Bunga-bunga yang sewaktu aku datang masih berbaris rapi membentuk tulisan ‘Taman Kaca’ kini lemas tak beraturan.
Di sisi langit barat, banyak awan yang menggantung berkerumun. Abu-abu warnanya.
Matahari yang tadi seakan menyeringai panas, kini tertutup awan yang mungkin saja membawa kabar akan datangnya badai malam ini.
Angin bertambah kencang. Air-air mulai turun perlahan. Saluran irigasi kembali pada pekerjaan semula.

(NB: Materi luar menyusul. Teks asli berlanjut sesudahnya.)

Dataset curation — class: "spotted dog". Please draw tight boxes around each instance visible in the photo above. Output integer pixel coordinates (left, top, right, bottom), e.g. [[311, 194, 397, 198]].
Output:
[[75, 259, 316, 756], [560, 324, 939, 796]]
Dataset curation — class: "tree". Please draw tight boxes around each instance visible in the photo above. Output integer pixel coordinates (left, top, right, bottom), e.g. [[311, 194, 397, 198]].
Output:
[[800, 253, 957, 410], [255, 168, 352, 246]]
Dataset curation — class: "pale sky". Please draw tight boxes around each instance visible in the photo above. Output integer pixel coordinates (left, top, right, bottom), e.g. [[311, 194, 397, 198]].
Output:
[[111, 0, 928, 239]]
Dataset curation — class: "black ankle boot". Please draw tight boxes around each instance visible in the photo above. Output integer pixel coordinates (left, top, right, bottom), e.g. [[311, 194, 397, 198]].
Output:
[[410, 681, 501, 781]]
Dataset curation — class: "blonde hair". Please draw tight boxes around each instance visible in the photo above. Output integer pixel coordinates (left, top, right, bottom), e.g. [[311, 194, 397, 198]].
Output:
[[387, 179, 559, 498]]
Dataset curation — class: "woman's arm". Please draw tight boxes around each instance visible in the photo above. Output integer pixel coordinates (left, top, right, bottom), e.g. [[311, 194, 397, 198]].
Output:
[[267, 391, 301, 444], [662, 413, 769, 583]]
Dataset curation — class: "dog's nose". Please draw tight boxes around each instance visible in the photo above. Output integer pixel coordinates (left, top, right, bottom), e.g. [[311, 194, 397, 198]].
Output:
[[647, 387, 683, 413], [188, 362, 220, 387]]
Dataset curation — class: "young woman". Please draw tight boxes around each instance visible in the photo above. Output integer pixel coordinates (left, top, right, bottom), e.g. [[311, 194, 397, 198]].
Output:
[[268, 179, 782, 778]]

Aku pergi ke seberang jalan depan taman untuk berteduh di depan toko bangunan. Aku heran, pada cuaca seperti ini masih ada saja orang yang bepergian termasuk aku jalan kini basah kuyup. Banyak genangan di sana-sini.
Aku yang ingin menunggu seseorang yang kupanggil Risma. Aku selalu menunggunya di taman itu setiap televisi memberitakan akan datangnya hujan lebat. Badanku terasa dingin.
Bajuku basah tersiram air yang dicipratkan oleh mobil yang lewat dari arah barat tadi.
Tiba-tiba ada seorang lelaki tampan idaman para wanita berpeci hitam ikut berteduh di sebelahku. Bajunya basah kuyup setelah diguyur hujan yang baru saja turun.
“Permisi Kak. Bolehkah saya berteduh di sini bersama mbaknya?” tanya lelaki itu seketika membuat aku tersadar dari lamunanku.
“Boleh saja kak teritisan ini masih bisa menampung kita berdua.” Aku bergeser sedikit ke kiri, memberikan isyarat kepada lelaki itu agar berteduh di sebelahku.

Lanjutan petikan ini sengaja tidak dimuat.